Gericht stoppt Justizministerium: Fed-Vorladungen für unzulässig erklärt
In einem bemerkenswerten Urteil hat ein US-Bezirksrichter die Vorladungen des amerikanischen Justizministeriums gegen die Federal Reserve zurückgewiesen. Die Entscheidung von Richter James Boasberg fiel in ungewöhnlich deutlichen Worten aus und dürfte für die US-Notenbank einen wichtigen juristischen Erfolg darstellen – inmitten eines seit Monaten schwelenden Konflikts zwischen der Trump-Administration und Fed-Chef Jerome Powell.
Milliardenschwere Renovierung als Auslöser
Hintergrund des Rechtsstreits ist die laufende Renovierung des Fed-Hauptsitzes in Washington, deren Kosten sich auf rund 2,5 Milliarden Dollar belaufen sollen. Notenbankchef Powell hatte im vergangenen Jahr vor dem Bankenausschuss des Kongresses zu den Bauarbeiten ausgesagt. Das Justizministerium stellte der Fed daraufhin im Januar Vorladungen zu und drohte sogar mit einer strafrechtlichen Anklage.
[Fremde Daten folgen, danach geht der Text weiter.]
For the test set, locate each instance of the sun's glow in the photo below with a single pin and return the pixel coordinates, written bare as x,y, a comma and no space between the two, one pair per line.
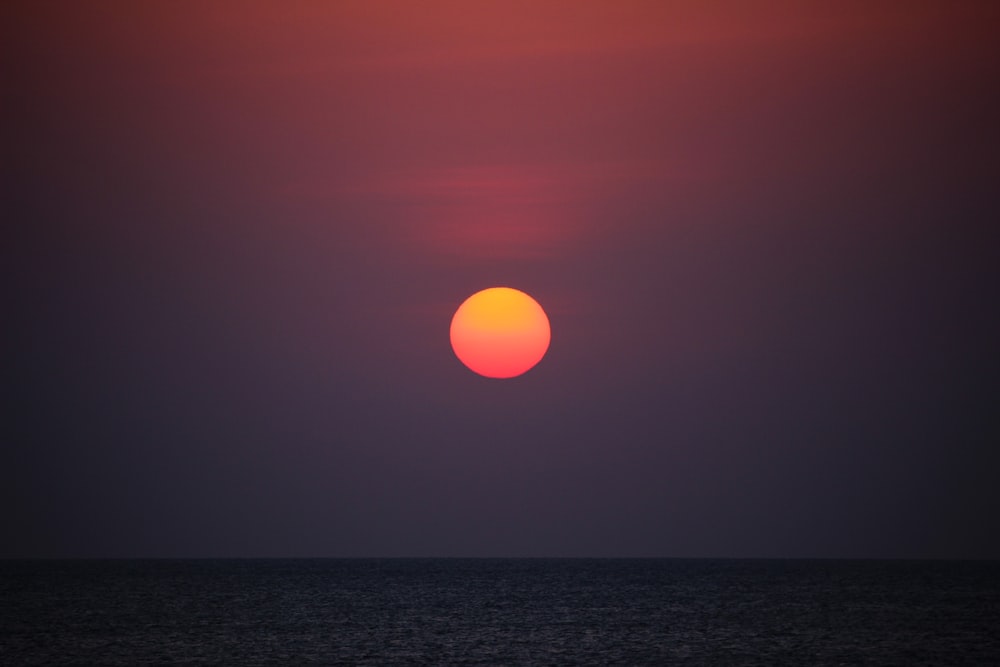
500,332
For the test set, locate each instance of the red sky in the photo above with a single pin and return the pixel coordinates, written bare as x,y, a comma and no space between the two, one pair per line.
762,236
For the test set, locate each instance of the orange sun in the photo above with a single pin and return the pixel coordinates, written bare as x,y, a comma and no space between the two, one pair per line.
500,332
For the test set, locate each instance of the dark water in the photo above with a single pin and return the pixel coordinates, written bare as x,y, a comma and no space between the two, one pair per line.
730,612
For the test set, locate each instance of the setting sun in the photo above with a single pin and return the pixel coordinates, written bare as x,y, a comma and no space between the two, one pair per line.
500,332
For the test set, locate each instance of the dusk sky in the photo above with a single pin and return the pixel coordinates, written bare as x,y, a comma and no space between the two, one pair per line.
764,234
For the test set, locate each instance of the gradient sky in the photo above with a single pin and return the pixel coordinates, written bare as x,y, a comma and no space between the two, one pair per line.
764,234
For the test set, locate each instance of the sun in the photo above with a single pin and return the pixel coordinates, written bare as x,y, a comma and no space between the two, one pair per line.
500,332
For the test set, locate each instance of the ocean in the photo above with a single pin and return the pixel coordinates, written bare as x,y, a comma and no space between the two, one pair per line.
499,612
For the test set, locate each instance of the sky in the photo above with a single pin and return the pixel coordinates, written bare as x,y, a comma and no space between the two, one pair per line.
235,234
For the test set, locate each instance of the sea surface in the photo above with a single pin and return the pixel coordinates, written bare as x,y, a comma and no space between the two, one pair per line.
499,612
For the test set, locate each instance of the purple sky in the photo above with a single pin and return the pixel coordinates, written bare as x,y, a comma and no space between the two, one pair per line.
236,233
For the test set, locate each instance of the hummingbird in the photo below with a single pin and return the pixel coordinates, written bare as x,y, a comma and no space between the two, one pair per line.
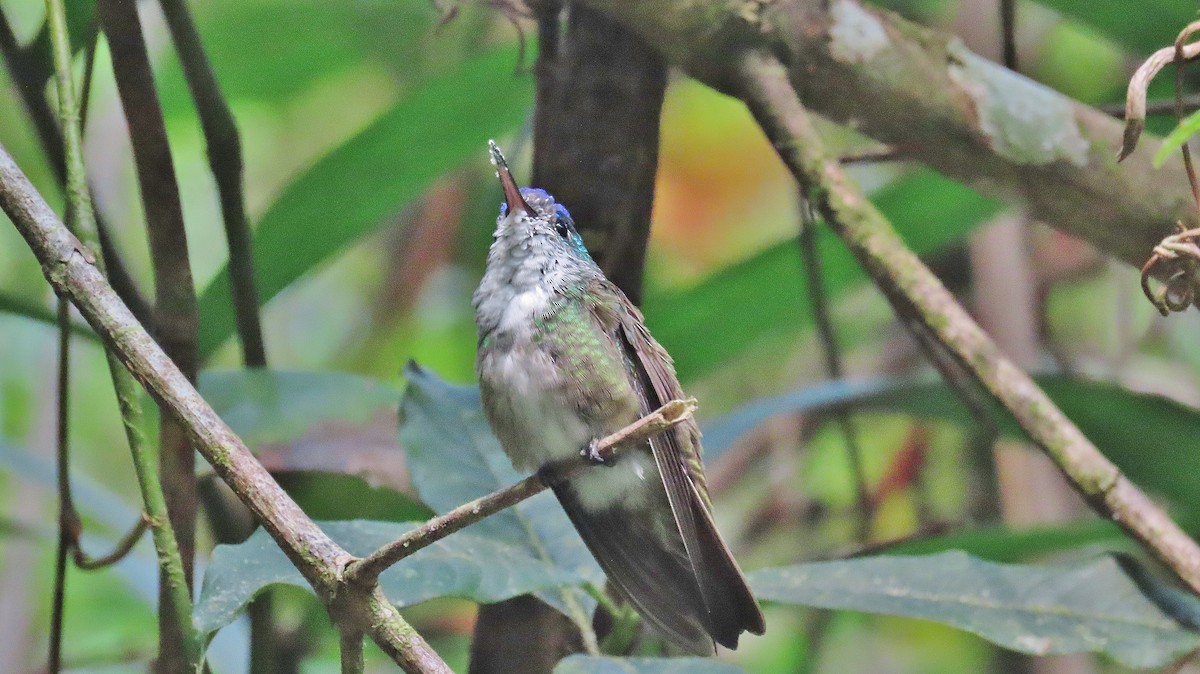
565,359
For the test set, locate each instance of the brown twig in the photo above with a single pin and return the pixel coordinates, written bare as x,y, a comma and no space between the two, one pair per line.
1179,107
30,73
365,572
955,107
1008,31
175,306
351,645
69,519
820,307
223,145
915,290
1180,253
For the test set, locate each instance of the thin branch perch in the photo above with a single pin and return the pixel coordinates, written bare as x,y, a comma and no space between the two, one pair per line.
366,571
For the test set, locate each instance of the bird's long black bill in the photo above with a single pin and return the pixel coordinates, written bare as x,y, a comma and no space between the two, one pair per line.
511,192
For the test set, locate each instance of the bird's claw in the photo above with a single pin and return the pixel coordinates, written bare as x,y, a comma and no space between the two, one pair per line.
592,452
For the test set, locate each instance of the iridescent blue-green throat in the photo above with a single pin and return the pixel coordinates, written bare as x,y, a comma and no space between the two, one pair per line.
564,359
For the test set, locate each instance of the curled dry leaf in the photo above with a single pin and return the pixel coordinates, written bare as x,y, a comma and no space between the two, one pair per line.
1135,96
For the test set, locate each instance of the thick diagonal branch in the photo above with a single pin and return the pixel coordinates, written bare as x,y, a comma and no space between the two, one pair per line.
917,294
922,90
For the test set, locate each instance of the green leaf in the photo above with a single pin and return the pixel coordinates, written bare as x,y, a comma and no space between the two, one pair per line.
736,300
1155,24
1179,136
351,192
265,50
599,665
271,405
1000,543
455,458
465,565
36,311
1095,607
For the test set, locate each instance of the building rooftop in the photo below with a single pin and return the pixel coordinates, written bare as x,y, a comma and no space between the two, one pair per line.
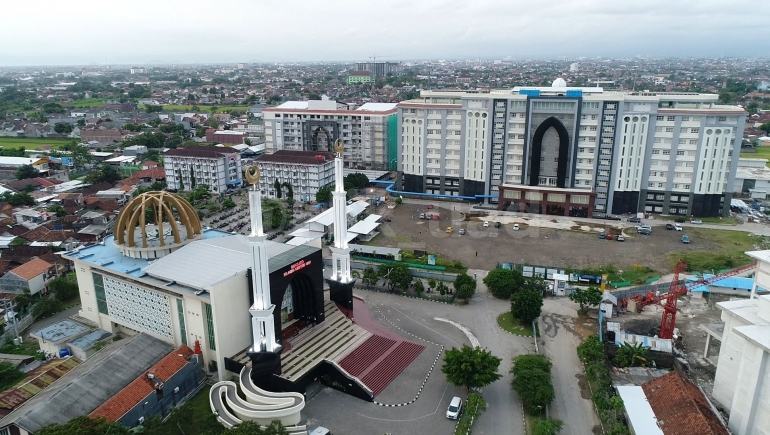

Richter Boasberg ließ an seiner Einschätzung keinen Zweifel. In seiner Entscheidung, die auf Mittwoch datiert, aber erst am Freitag freigegeben wurde, stellte er die zentrale Frage: Hätten die Staatsanwälte diese Vorladungen zu einem legitimen Zweck ausgestellt? Seine Antwort fiel unmissverständlich aus – dies sei nicht der Fall gewesen.
Powell sprach von einem „Vorwand"
Jerome Powell selbst hatte die Untersuchungen bereits Mitte Januar in einer Video-Botschaft öffentlich gemacht. Der Fed-Chef bezeichnete die Vorwürfe dabei als „Vorwand", mit dem die Notenbank wegen ihrer Zinspolitik eingeschüchtert werden solle. Eine Einschätzung, die angesichts der monatelangen öffentlichen Kritik von Präsident Trump an Powells Zinskurs durchaus nachvollziehbar erscheint.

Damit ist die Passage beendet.